COCOROS: To do that, right.

CHEEVERS: But we have a great copper network that’s not going away anytime soon, I think.

COCOROS: So, what about the legacy of cable and just kind of what it’s done for society?

CHEEVERS: Well, I was asked to comment about sort of the 5G world, and part of 5G is entertainment. I mean, CATV, there hasn’t been a better way to bring, you know, broadcast entertainment into the home than the CATV network. I mean, it’s given us entertainment, it’s given us news, it’s given us sport, it’s given us all that stuff on the downstream side of things. So without that TV wouldn’t have existed the way it has today, this -- and the cable itself, then, in terms of bringing in sort of content and channels and stuff. But what’s been more remarkable, I think, is just the pioneers who created a two-way solution on this. These standards run to, you know, tens of miles on the thinnest string of coax in an insulated cable, right?
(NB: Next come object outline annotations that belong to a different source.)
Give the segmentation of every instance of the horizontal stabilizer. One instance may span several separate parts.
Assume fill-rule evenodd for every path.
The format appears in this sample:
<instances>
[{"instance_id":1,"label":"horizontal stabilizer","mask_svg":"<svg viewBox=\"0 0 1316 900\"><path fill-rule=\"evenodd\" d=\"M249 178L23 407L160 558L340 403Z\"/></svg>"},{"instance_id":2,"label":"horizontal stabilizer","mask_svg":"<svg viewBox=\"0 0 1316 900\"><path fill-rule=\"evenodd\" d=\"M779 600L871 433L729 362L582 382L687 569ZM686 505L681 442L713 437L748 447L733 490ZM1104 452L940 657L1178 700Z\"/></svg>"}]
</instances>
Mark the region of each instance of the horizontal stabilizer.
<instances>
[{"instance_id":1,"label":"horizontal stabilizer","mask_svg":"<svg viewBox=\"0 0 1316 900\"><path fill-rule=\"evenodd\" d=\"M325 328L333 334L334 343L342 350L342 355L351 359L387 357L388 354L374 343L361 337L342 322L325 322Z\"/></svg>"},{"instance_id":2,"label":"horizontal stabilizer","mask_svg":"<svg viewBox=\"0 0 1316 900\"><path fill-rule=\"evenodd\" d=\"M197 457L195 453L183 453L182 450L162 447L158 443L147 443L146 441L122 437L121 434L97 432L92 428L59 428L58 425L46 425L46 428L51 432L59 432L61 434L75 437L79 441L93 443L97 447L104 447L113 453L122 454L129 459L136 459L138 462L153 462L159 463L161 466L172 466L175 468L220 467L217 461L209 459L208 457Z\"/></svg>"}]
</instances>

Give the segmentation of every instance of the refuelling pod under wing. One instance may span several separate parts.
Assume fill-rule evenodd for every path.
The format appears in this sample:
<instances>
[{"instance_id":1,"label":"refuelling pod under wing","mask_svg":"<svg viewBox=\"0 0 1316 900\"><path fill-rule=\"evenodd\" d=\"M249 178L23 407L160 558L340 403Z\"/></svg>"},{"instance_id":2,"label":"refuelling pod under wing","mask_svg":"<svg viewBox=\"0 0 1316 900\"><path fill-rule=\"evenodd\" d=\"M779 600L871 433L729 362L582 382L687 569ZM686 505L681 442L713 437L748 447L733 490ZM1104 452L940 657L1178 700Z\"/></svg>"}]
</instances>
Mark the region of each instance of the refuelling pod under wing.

You think about squirting down a tiny, millivolt signal down that cable over tens of miles and be able to take it, demodulate it, and take out the digital value of it reliably. It’s phenomenal, right? So, those pioneers who developed all that, just my hat’s off to them. But that then enabled us to have a broadband delivery which the whole economy in the world is living on, right? So, if every home today, be it, you know, just for entertainment, be it for productivity, be it, you know, digital life stuff, be it banking, be it whatever it is, that’s all now founded on the cable network. And so, I think going into the future of, you know, a more digital economy and more digital lifestyle, then the cable network is there to bring all those services to you. So, I think we’re moving from the connectivity era to the service era where people will have more services to the home from education and lifestyle management and health management. And the cable network is brilliantly suited to deliver not only the bandwidth but the robustness and security, as well. And we’ll probably even end up hosting a lot of the 5G network cells on that plant, as well, ’cause it’s there and can be used. And technologies like low latency DOCSIS and mobile backhaul will ensure that that’s achievable. So, a huge, brilliant platform for the next 10 years and plus, probably.

COCOROS: That’s good to hear. Well, Charles, thank you very much.

CHEEVERS: Thank you very much, Lela.